Die Chinesen können doch nur kopieren, aber nichts Eigenes entwickeln: So lautet ein gängiges Vorurteil gegenüber Deutschlands wichtigstem Handelspartner. Dass das so nicht stimmt, zeigen die chinesischen Autobauer gerade auf der Mobilitätsmesse IAA in München. Dass sie auch gegen den aktiven Widerstand des Westens eigene Innovationen vorantreiben können, haben zuletzt die Technologiekonzerne Huawei und Baidu gezeigt.

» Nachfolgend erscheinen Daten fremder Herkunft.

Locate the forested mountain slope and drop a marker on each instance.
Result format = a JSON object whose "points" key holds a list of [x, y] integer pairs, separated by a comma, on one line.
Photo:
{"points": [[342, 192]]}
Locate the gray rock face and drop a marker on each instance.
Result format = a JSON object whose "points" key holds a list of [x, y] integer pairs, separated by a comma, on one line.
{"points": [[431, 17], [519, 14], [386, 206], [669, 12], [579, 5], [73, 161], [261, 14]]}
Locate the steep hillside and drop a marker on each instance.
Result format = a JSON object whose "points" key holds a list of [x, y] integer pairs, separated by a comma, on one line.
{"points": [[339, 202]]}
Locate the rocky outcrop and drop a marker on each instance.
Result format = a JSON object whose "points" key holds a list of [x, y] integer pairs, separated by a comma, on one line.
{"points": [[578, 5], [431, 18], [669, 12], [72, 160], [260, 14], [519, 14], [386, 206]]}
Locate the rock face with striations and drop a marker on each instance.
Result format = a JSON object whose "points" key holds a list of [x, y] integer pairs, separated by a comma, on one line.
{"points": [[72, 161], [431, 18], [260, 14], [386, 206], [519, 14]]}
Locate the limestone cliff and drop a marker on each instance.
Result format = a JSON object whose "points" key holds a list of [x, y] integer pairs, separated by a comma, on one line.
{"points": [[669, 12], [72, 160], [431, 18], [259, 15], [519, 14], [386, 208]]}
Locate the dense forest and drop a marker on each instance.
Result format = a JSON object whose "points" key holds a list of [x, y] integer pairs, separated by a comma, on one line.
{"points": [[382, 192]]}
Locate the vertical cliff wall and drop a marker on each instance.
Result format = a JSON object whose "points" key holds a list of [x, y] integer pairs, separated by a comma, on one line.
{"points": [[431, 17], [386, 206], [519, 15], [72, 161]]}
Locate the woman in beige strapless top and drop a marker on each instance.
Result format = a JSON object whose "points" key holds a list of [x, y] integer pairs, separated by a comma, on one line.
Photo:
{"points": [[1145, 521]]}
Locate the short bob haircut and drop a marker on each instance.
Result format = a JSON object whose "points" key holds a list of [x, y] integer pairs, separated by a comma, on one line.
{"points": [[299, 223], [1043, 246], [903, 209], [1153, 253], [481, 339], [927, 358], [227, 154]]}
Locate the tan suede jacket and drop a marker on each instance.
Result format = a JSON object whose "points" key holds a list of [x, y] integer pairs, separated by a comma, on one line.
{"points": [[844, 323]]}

Huawei hat vor wenigen Tagen ungewöhnlich leise sein neuestes Flaggschiff-Smartphone Mate 60 Pro in China auf den Markt gebracht. Dabei wäre dieses Handy durchaus einen großen Auftritt wert, wenn stimmt, was Staatsmedien berichten: Das rund 900 Euro teure Gerät soll demnach Mobilfunkgeschwindigkeiten wie beim 5G-Standard erreichen, möglich gemacht durch einen komplett einheimisch entwickelten und produzierten Chip. Dabei hatte die US-Regierung doch Huawei in den vergangenen Jahren vom Nachschub moderner Halbleiter abgeschnitten und das Smartphone-Geschäft des einst größten Mobiltelefonherstellers arg verstümmelt.

Offiziell will sich Huawei dazu nicht äußern. Doch falls der chinesische Konzern es wirklich geschafft hat, von ausländischer Chip-Technologie unabhängig zu werden, würde das die Schlagkraft der amerikanischen Sanktionen infrage stellen. Dass man den Verkauf startete, während die US-Handelsbeauftragte Gina Raimondo vergangene Woche durch China tourte, gleicht einem zusätzlichen Mittelfinger an Washington - und brachte Applaus in nationalistischen Kreisen.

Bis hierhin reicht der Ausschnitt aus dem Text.